There are two other ways we could have done this pagination:

  1. Atlas Search (my favourite!)—in this case, we would have something very similar, except we would be relying on Lucene’s much faster counting approach. 
facet(

     new Facet("docs", List.of()),

     new Facet("meta", List.of(

             Aggregates.replaceWith("$$SEARCH_META"),

             Aggregates.limit(1)

     ))

)

Atlas Search also supports pagination using pagination tokens, which allows you to continue reading to the next page without doing expensive counts.

  1. Page size +1

Another way to support paging is instead of returning the total number of pages like our API does, return a hasMorePages boolean.

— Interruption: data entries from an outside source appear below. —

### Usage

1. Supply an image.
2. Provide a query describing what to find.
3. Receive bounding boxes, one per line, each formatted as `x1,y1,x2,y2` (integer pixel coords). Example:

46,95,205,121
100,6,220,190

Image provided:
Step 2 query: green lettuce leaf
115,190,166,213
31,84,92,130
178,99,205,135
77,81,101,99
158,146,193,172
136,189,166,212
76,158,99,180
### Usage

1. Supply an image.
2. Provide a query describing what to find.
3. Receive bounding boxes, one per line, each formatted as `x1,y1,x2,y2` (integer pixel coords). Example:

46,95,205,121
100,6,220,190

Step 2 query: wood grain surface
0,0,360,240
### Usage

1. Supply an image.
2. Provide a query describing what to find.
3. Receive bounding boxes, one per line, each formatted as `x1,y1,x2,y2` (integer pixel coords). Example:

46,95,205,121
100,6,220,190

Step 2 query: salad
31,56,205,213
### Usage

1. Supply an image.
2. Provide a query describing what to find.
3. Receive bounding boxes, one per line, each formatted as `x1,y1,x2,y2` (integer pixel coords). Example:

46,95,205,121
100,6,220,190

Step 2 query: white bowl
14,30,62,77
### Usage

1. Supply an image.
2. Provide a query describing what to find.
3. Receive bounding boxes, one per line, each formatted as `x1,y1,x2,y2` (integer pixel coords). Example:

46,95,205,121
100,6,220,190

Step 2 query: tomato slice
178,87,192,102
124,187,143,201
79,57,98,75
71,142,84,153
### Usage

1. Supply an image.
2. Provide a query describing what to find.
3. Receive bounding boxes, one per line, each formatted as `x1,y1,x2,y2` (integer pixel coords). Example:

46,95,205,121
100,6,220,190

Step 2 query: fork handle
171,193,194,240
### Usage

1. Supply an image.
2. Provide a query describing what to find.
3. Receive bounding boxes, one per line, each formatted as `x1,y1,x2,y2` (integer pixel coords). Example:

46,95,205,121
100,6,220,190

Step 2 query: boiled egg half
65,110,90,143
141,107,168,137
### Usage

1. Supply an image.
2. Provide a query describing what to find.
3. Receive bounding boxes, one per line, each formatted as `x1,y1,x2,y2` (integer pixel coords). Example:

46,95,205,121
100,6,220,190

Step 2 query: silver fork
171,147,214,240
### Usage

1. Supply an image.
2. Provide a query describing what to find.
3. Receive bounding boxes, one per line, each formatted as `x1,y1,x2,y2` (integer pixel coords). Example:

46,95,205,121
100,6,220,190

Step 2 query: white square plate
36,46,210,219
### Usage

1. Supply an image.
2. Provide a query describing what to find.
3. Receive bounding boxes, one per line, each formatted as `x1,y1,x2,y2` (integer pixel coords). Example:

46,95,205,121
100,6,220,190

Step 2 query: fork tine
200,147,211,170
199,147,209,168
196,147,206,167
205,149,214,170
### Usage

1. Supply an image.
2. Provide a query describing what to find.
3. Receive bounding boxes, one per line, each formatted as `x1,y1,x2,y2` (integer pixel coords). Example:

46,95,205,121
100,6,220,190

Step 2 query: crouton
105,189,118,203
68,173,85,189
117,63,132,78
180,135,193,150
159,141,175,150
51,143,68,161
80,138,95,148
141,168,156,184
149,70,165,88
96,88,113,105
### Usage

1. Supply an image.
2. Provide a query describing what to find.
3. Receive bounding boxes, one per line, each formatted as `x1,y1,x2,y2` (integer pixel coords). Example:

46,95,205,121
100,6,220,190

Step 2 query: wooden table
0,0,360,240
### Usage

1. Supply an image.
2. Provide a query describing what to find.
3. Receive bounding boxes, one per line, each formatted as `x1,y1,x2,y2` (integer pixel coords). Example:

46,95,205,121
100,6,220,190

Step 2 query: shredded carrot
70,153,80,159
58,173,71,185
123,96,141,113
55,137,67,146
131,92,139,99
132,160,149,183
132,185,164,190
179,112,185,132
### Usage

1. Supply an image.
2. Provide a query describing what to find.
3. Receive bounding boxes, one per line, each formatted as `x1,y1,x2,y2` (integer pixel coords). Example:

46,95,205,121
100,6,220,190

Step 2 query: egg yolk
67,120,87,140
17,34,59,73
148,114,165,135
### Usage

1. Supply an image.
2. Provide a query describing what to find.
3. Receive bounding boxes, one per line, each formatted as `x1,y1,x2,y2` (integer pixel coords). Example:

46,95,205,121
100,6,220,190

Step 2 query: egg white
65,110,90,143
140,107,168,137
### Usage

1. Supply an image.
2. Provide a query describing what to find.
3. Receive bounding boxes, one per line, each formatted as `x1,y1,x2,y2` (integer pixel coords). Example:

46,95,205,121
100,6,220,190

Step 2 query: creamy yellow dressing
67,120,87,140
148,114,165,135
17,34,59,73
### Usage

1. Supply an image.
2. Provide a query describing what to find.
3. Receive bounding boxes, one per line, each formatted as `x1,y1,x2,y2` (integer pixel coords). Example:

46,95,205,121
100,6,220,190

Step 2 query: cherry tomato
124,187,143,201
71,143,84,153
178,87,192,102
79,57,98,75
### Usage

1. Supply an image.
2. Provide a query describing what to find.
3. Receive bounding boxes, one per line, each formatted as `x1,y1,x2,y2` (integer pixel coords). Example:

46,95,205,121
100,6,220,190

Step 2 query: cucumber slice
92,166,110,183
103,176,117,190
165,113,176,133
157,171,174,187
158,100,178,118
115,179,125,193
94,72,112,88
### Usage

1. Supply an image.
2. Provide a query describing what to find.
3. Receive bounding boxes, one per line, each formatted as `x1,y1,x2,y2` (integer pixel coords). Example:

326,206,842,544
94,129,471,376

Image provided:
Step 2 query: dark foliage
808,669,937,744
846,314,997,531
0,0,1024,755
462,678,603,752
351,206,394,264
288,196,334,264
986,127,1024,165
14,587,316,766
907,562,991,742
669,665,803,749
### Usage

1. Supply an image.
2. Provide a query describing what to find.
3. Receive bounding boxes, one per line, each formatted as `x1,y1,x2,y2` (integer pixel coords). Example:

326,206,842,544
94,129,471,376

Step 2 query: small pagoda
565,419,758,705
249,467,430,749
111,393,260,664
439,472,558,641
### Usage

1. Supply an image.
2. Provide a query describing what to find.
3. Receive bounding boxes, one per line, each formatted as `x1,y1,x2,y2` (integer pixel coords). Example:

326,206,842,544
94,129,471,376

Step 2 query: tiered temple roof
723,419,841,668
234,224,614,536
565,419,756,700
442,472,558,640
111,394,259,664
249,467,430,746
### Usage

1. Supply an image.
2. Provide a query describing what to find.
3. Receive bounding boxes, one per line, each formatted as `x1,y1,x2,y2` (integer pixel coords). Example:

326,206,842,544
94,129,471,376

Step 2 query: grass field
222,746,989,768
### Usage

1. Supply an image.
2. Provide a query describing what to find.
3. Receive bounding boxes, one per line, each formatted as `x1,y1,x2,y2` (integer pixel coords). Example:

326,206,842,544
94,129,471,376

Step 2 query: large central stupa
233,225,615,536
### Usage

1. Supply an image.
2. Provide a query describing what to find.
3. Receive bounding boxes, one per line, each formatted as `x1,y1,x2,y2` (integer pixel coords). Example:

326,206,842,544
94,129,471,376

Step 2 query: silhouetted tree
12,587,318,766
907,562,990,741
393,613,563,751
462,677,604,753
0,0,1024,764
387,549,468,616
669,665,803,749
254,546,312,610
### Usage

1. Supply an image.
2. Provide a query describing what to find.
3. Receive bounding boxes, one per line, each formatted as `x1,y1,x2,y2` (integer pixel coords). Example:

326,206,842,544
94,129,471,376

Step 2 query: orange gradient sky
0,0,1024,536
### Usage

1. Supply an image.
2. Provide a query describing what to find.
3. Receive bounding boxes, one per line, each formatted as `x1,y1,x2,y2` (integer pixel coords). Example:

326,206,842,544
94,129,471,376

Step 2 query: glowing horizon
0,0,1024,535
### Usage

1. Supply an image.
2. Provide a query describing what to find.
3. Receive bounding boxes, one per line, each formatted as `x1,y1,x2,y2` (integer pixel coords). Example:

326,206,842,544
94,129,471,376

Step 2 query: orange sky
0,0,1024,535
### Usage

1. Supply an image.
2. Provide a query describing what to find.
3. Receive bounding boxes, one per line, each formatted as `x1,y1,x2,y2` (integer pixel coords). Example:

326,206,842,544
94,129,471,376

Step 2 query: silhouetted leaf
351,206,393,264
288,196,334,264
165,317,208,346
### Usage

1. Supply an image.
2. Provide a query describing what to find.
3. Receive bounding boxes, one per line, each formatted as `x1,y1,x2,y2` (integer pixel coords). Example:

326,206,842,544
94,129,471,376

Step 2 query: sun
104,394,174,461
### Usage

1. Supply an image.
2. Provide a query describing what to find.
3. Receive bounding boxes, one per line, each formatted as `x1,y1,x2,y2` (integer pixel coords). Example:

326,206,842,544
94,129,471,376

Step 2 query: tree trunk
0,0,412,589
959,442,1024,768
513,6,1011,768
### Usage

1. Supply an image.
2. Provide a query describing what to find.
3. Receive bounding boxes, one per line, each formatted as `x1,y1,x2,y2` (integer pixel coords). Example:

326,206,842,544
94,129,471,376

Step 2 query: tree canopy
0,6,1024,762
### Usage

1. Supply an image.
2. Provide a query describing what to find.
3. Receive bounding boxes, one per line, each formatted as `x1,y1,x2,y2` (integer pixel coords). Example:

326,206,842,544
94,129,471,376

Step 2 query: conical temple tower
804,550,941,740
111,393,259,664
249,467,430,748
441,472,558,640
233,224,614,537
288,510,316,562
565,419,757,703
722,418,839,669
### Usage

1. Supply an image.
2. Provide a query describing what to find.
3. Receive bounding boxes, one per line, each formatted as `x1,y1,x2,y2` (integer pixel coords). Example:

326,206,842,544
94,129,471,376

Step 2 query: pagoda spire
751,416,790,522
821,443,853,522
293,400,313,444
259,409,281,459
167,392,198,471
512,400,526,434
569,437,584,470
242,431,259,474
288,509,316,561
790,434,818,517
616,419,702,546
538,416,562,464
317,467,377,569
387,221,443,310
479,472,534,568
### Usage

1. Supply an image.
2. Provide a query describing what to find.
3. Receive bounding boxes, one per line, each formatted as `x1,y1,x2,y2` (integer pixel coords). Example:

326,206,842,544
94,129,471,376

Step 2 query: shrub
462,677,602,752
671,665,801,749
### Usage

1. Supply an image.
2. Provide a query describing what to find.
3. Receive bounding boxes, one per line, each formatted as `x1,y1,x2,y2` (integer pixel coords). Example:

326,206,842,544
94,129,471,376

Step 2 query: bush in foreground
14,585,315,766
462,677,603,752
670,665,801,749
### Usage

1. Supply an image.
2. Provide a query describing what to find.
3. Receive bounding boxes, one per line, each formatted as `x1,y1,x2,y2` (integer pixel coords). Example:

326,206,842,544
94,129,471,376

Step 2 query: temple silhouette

If your use case doesn’t require a specific page count (maybe you use infinite scrolling or some other view), this kind of pagination is a much more efficient solution.

To support this, all you need to do is +1 on your query limit. If the cursor returns more than you asked for, there are more pages available.

public WeatherReportSummaryListNoCount listReportsNoPageCount(int page) {

    MongoDatabase database = mongoDBProvider.getMongoDatabase();

    MongoCollection<WeatherReportSummary> collection = database.getCollection(COLLECTION_NAME, WeatherReportSummary.class);

    List<WeatherReportSummary> reports = collection.find()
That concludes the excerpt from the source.